Clark lived all of her adult life on 4th Ave., even up to her passing away. She briefly battled cancer before dying on Sept. 24 last year at age 71.
In attendance were Fifth Circuit Court Judge Joe Binkley Jr., State Supreme Court Justice Jefrey S. Bivens, Criminal Court Appellate Judge Timothy Easter, State Supreme Court Justice Sharon Lee, Circuit Court Judge James G. Martin and Circuit Court Judge Joseph A. Woodruff.
“For all that know her, she would never have allowed this to happen in her life,” said Matt Perry, Clark’s nephew and a Tennessee Highway Patrol colonel who also made remarks. “I’ve got to honor the one person who can’t honor themselves — not Connie — and that’s Julian Bibb. I saved you for last but certainly not least. You’ve put this together; you’ve driven this. You and Connie were great friends to the very end. Thank you for all you’ve done for our family and to honor Connie."
The family of Justice Clark requested that Julian Bibb — an intellectual property attorney at local firm Waller Lansden Dortch and Davis, LLP. — be permitted the chance to also say a few words of appreciation for Justice Clark as well as for the city.
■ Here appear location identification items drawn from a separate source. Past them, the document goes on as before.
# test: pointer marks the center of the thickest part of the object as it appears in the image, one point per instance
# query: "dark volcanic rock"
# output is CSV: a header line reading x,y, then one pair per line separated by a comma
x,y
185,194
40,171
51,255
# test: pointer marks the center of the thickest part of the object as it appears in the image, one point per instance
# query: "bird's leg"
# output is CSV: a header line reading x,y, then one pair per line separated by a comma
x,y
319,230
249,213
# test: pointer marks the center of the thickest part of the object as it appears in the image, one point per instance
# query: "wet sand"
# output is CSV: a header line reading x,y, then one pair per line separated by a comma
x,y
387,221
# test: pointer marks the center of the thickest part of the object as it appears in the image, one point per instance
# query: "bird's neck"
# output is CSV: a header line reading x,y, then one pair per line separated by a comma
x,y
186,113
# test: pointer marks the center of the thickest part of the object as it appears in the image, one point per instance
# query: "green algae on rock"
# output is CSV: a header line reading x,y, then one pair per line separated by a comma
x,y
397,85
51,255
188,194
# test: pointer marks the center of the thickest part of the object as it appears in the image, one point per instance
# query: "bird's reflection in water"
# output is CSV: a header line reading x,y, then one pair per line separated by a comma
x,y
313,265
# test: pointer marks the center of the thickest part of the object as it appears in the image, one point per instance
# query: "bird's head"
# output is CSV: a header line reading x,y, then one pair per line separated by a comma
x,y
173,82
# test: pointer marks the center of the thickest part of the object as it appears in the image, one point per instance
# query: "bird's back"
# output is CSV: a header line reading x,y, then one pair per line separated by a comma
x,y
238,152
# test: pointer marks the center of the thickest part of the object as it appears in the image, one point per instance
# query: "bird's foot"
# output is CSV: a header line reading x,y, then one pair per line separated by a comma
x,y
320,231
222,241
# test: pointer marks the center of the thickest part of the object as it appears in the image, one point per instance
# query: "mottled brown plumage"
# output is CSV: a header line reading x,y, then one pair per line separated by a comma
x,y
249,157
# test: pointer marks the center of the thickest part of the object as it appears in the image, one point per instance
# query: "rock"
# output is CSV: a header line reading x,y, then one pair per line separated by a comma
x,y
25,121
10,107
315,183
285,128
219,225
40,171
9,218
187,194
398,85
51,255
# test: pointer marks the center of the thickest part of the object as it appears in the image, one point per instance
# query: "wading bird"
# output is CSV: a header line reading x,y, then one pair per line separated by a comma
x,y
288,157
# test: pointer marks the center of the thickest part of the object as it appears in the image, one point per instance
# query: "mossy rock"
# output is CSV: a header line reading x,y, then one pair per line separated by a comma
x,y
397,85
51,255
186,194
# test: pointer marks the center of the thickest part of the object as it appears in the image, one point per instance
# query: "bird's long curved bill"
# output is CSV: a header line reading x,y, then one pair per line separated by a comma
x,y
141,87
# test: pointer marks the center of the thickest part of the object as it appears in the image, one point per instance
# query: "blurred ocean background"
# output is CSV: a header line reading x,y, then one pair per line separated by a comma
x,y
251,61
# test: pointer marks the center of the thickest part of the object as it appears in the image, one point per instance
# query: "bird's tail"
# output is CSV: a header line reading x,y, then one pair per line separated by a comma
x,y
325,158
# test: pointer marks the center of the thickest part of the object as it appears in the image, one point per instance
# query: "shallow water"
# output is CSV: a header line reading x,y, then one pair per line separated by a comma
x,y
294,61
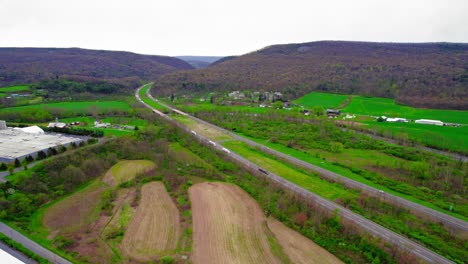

Mayor Moore introduced him for brief remarks, which included special thanks to each individual alderman on Franklin’s board as well as City Manager Eric Stuckey and Mark Hilty, Assistant City Administrator at Public Works.
“All of you have heard that 4th Avenue is the street where Connie Clark was born, lived, worked, died and is buried, and all of that is true,” Bibb said. “She was born at the Dan German Hospital on 4th Avenue. She lived much of her life and all of her adult life at the southern end of 4th Avenue, surrounded by other members of the Clark family. Maybe it was ‘Clark Hollow’ down there.”
It was Bibb who first recommended to the city that Justice Clark be honored with a memorial street naming. Vice Mayor Brandy Blanton sponsored the resolution that called for the honorary street signage and turned Bibb’s recommendation into municipal law. The resolution passed unanimously in late April.